I was going to mention that, but I had already gone off on too many tangential points. But since you mentioned it…

And readers note we’re referring to STEEM on this particular power-down delay issue, not EOS.

Remember at BCT I was strongly objecting to that change, both because it allowed some whales to cash out faster and because it changed the incentives and game theory.

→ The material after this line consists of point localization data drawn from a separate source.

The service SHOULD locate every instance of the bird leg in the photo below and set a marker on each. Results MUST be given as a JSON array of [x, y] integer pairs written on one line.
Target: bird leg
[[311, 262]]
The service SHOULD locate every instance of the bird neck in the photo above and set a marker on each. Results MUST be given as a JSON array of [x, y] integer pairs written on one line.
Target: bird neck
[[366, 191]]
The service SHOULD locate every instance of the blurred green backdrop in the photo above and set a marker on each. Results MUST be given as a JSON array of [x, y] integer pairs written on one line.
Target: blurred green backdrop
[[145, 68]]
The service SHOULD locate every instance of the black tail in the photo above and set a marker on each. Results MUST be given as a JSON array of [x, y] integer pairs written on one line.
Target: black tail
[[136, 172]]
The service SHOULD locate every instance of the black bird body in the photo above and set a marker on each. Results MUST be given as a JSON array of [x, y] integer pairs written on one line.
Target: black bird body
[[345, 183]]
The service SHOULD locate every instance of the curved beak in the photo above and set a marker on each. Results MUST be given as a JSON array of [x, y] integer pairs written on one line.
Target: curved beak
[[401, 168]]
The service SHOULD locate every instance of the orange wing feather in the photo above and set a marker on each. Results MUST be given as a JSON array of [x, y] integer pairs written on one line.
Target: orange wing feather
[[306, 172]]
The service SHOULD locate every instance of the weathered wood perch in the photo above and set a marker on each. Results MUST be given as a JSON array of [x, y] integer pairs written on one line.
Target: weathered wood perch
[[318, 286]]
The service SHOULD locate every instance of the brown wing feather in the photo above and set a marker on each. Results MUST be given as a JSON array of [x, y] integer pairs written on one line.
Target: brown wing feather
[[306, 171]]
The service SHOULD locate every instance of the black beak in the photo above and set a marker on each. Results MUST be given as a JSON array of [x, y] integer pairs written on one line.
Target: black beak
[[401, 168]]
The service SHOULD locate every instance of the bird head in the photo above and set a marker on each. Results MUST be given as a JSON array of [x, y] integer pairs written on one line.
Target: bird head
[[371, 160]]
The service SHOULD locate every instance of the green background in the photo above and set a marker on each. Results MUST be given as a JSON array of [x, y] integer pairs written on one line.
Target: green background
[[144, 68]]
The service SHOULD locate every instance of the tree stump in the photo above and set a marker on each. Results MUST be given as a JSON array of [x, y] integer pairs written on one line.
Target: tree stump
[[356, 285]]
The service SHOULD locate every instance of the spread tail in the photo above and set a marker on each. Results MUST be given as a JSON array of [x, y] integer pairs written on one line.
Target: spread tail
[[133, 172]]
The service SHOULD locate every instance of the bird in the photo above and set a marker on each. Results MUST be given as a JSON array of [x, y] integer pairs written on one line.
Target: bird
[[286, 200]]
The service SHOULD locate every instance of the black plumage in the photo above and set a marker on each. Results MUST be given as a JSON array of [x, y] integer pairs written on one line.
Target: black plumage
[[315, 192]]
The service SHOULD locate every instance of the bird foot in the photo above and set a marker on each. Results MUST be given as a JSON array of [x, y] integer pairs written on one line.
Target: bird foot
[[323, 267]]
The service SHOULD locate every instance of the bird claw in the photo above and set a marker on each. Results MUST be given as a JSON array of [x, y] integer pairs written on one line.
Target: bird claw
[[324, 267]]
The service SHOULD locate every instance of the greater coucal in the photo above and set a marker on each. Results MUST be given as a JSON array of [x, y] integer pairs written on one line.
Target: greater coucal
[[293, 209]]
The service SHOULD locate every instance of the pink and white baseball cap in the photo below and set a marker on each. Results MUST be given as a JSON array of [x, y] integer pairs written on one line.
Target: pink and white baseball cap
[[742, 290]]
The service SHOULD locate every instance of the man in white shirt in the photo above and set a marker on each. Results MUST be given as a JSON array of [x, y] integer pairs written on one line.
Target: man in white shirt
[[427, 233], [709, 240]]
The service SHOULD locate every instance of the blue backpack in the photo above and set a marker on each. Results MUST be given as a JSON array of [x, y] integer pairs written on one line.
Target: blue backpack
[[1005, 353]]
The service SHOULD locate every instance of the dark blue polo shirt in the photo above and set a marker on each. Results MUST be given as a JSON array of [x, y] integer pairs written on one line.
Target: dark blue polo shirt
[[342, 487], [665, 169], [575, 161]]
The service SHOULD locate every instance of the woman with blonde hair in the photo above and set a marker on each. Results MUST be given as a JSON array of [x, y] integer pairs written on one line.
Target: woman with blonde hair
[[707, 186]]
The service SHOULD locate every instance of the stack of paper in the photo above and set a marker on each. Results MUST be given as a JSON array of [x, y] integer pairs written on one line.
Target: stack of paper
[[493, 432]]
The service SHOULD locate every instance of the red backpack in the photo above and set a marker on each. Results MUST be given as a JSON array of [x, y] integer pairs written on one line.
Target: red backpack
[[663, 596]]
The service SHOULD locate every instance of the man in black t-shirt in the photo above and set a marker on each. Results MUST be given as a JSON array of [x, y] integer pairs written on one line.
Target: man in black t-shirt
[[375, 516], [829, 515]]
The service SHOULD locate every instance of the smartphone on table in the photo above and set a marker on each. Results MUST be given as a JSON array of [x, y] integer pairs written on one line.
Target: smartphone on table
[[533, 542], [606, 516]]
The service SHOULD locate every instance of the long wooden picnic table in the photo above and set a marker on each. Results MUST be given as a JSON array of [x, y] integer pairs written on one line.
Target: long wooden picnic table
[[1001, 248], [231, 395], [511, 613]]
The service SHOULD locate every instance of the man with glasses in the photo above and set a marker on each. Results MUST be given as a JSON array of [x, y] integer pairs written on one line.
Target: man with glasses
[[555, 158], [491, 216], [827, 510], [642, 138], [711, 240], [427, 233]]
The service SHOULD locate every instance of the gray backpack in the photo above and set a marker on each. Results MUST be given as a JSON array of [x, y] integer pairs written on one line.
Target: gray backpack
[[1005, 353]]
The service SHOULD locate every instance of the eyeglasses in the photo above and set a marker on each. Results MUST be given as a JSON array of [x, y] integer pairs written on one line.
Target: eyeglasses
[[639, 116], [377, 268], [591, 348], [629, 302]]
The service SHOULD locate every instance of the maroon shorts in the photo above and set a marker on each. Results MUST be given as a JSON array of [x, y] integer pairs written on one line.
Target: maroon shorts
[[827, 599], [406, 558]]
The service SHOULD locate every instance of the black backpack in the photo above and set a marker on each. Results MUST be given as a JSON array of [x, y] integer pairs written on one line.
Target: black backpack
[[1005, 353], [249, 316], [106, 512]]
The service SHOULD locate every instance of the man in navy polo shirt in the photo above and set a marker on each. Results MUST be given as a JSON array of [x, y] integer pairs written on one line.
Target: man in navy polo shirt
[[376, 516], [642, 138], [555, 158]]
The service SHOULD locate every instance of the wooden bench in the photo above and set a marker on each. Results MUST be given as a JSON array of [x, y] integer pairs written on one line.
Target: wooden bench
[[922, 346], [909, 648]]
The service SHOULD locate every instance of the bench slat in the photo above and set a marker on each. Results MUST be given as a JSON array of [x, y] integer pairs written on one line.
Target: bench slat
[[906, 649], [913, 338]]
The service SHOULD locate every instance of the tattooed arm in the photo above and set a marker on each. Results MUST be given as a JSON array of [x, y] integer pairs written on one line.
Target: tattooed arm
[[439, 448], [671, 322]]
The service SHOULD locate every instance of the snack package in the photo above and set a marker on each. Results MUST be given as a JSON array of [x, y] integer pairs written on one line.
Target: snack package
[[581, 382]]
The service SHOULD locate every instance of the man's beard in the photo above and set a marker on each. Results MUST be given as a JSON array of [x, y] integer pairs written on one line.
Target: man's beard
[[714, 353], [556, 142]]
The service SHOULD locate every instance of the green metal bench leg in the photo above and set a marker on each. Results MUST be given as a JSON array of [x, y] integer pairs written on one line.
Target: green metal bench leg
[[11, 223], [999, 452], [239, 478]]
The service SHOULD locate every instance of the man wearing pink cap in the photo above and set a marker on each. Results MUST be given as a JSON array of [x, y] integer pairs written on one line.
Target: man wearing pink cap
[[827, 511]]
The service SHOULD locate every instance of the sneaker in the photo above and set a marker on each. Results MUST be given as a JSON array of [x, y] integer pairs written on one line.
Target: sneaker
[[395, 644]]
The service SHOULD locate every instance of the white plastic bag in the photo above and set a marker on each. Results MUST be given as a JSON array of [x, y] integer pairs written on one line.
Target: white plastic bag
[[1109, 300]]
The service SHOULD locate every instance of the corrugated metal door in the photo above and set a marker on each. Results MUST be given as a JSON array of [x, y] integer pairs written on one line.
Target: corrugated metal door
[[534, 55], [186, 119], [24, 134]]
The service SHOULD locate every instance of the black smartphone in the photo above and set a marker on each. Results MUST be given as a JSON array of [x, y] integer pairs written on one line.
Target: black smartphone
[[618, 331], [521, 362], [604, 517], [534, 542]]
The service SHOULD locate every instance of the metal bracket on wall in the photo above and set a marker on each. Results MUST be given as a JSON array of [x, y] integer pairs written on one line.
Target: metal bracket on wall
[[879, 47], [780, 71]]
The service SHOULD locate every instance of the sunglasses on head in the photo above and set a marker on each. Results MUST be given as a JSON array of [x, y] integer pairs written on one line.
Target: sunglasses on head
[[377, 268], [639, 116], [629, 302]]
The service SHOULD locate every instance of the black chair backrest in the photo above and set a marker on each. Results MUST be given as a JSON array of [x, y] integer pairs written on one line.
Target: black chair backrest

I remember one of the arguments in favor of the change was that those whales who were not interested could get out and that it would stop penalizing short-term speculators which were deemed necessary to support the price and marketcap. I felt the argument conflated two separate concerns: the lockup of minted tokens and the debasing of those who were not powered up. I felt instead the debasement could be taken from everyone who was powered up also. Most of those who are powered-up received free (minted) tokens and get voting and curation rewards power from powering up. The design was too asymmetrical in my view. But one of my blog posts pointed out that I came to realize the entire voting paradigm was a design flaw. So then I punted on the debate and started to think about other paradigms for accomplishing the goals of onboarding and such.

I reiterate that IMO Steem has been a very valid and important experiment. I am happy it was created and that I was able to participate.

P.S. It’s an aspect that I would want to restore in any altcoin project I may launch, but it will be done with quite a different method which is going to surprise everyone I think.